27 Temmuz 2012 Cuma

MARKSİZM VE TEORİ PRATİK İLİŞKİSİ(4)/ Bora Kara

 "Sistematik, Hegel'den sonra olanaksızdır. Dünyanın tek bir sistemi, yani tutarlı bir bütünü temsil ettiği açıktır, ama bu sistemin bilinmesi, tüm doğanın ve tüm tarihin bilinmesini ön gerektirir, buna da insanlar hiçbir zaman erişemezler. Öyleyse sistemler yapan kişi, sayılmaz eksiklikleri kendi öz uydurması ile doldurmak, kendini usdışı imgeleme gücüne bırakmak, ideoloji yapmak zorundadır." (Engels: Anti-Dühring)
Bunu söyleyen Engels bir başka yerde şöyle devam eder;
“"Bizim tarih kavrayışımız, her şeyden önce, ciddi çalışmalar için yol göstericiden (kılavuz) ibarettir. Yoksa Sol-Hegelcilerin anladığı biçimde bir manivela değildir. Çeşitli toplumların sosyal, hukuki, estetik, felsefi, dini vs. kuruluşları hakkında bir yargıya ulaşmadan önce, bütün tarihin ve söz konusu olan toplumsal formasyonların dikkatle incelenmesi gerekir... Bunun yerine birçok genç yazar, tarihi materyalizmi, her şeyi açıklayan hazır bir kalıpmış gibi (dogma olarak) ele alarak, hiçbir araştırmada bulunmadan, azcık tarih bilgisiyle çarçabuk bir sistem oluşturmaya çalışmaktadır. Bu davranışlarıyla da, asıl düşünceyi, hasımların haksız saldırılarına maruz bırakmaktadırlar."

Marks ve Engels’ten önceki bütün düşünürler gerçekten sadece düşünürlerdi. Yaşamdan, dolayısıyla pratikten kopuk bu düşünceler dünyayı kurgusal bir biçimde yorumlamaktan öteye gitmez ve bu kurgularıyla da başı sonu belli, tamamlanmış ve dünyadaki her türlü sorun ve olgu hakkında kendilerince "bütünsel" bir fikir ortaya koydukları, düşünce sistemlerini oluşturur, tamamlarlardı. Ama hayat bir türlü tamamlanmazdı.”Filazofların” dünyayı yorumlayışı tamamlanır, biter ama yaşam ve insanın yaşamı değiştirme dönüştürme pratiği bir türlü bitmezdi. Bitmeyen, tamamlanmayan bir yaşamda bitmiş ve tamamlanmış düşünceler bizzat yaşamın devinimi ve gelişimi karşısında aşılır, kelimenin gerçek anlamıyla biterdi.
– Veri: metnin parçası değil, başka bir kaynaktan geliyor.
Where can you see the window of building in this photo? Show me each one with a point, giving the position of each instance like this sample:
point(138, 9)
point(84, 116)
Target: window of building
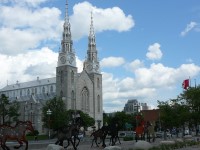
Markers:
point(51, 89)
point(61, 76)
point(73, 103)
point(61, 94)
point(98, 104)
point(28, 92)
point(43, 89)
point(85, 105)
point(98, 83)
point(72, 77)
point(35, 90)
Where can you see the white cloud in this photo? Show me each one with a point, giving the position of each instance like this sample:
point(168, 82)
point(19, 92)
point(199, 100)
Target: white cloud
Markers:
point(30, 3)
point(188, 28)
point(20, 32)
point(112, 62)
point(27, 66)
point(104, 19)
point(134, 65)
point(158, 82)
point(154, 52)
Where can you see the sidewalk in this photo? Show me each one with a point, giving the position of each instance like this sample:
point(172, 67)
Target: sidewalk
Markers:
point(125, 145)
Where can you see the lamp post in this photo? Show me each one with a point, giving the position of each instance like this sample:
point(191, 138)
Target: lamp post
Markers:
point(49, 112)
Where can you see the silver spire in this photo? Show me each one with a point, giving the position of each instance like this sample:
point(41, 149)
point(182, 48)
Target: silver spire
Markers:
point(91, 26)
point(66, 13)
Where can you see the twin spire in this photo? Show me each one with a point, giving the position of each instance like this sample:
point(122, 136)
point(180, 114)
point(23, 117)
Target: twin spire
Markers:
point(67, 44)
point(66, 13)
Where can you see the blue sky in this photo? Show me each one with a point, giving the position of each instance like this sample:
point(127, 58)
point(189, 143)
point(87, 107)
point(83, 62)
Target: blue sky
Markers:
point(146, 48)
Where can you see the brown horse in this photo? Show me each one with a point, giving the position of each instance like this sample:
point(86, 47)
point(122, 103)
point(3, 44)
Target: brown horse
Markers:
point(140, 131)
point(69, 133)
point(15, 133)
point(97, 134)
point(151, 132)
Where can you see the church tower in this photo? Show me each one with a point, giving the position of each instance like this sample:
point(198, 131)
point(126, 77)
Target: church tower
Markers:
point(91, 66)
point(66, 67)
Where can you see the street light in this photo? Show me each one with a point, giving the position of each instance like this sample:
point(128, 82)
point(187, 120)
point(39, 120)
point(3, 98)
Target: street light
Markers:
point(49, 112)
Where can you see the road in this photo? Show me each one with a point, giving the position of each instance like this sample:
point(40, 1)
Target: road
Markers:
point(86, 145)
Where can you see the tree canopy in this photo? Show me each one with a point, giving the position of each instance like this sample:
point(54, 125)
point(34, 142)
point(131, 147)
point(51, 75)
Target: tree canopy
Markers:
point(184, 110)
point(9, 111)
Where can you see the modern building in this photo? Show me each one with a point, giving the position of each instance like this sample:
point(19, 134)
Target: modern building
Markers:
point(80, 91)
point(133, 106)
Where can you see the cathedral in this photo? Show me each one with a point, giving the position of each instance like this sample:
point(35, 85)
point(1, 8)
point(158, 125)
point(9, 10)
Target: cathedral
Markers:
point(79, 91)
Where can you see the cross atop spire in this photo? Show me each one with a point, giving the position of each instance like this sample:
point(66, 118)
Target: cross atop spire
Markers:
point(66, 13)
point(92, 34)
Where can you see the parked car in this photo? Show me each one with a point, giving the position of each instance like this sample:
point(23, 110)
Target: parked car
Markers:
point(186, 131)
point(81, 136)
point(160, 134)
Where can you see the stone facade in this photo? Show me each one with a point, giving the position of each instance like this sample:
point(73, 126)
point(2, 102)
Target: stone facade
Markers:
point(80, 91)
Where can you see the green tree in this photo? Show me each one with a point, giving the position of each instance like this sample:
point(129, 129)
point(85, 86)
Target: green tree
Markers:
point(191, 99)
point(9, 111)
point(87, 120)
point(58, 117)
point(121, 118)
point(173, 113)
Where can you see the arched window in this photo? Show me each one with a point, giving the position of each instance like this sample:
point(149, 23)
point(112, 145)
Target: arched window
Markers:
point(61, 94)
point(85, 105)
point(61, 76)
point(72, 77)
point(73, 103)
point(98, 83)
point(51, 89)
point(35, 90)
point(98, 104)
point(43, 89)
point(28, 92)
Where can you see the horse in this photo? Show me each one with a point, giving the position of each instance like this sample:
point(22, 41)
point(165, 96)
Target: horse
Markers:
point(69, 133)
point(97, 134)
point(15, 133)
point(139, 131)
point(151, 132)
point(113, 132)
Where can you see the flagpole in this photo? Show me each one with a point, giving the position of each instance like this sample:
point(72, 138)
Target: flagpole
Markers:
point(189, 82)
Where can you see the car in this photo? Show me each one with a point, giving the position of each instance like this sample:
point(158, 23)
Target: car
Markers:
point(81, 136)
point(186, 131)
point(160, 134)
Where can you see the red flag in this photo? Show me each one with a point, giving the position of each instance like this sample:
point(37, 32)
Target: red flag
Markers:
point(185, 84)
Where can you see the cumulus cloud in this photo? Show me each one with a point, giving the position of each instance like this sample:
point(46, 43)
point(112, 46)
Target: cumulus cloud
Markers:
point(28, 66)
point(20, 32)
point(33, 26)
point(134, 65)
point(154, 52)
point(104, 19)
point(188, 28)
point(112, 62)
point(148, 85)
point(29, 3)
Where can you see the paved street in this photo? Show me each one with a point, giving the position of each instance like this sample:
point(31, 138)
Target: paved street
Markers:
point(86, 145)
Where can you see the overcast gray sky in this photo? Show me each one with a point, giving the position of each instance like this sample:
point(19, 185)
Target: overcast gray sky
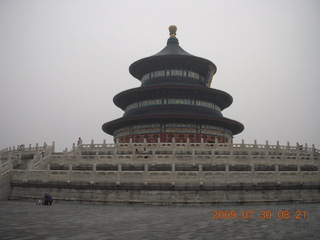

Felsefi sistemlerin son büyük temsilcisi Hegeldir. Marks ve Engels hiçbir zaman bu anlamda bir sistem kurmaya yönelmediler. Bundan ötürüdür ki Marksizm tamamlanmış bitmiş bir düşünce değildir diyoruz. Yaşamdaki gelişmelerle birlikte gelişen ve sürekli kendini aşan bir özellik taşır. Aşma dinamiğini bizzat kendi içinde taşır. Bu yüzdendir ki Marksizm aşılmaz diyoruz. Zaten sürekli olarak kendini aşan bir düşünce nasıl aşılır ki?
Peki, ama Marksizm, sürekli değişim ve gelişim halindeyse, bitmiş tamamlanmış bir düşünce değilse, o zaman, sürekli olarak dün dediği ile bu gün söyledikleri farklı olan, temelleri, iç bütünlüğü ile devam eden bir sürekliliği olmayan bir anlayışmı? Daha önceki yazılarımızda sözünü ettiğimiz “değişmeyen tek şey değişmenin kendisidir girizgâhı ile “ başlayan “Marksizm aşıcılarının” anladığı Marksizm böyle bir şeydir. Bu yüzden aslında Marksizm’den çok
“her gün bir yerden göçmek ne iyi,
her gün bir yere konmak ne güzel,
bulanmadan, donmadan akmak ne hoş.
Dünle beraber gitti cancağızım,
ne kadar söz varsa düne ait
şimdi yeni şeyler söylemek lazım...
Diyen Mevlana kendilerine daha yakındır. Her gün bir yere konmanın ve göçmenin dayanılmaz hafifliği ile Mevlevi dervişler gibi dönüp dururlar. Bunu da yukarıda bizim de aktardığımız marksizmin kendi kaynaklarını referans göstererek yaparlar.
Bizzat Marks ve Engels değimlidir yukarıdaki sözleri söyleyen. Mademki Marksizm bir sistem değildir, mademki tamamlanmış bitmiş bir şey değildir, mademki sadece yol göstericiden “ibarettir, somut şartların somut tahliliyle(?)  her gün sıfırdan başlayarak, her gün yeni bir Marksizm yaratıp dogmatizme karşı, gelişen ve değişen marksizmin en has Marksistleri olmanın hoşluğunu ve boşluğunu yaşayabiliriz. Ne demişti Marks, pardon Mevlana; “ Dünle beraber gitti cancağızım, ne kadar söz varsa düne ait”.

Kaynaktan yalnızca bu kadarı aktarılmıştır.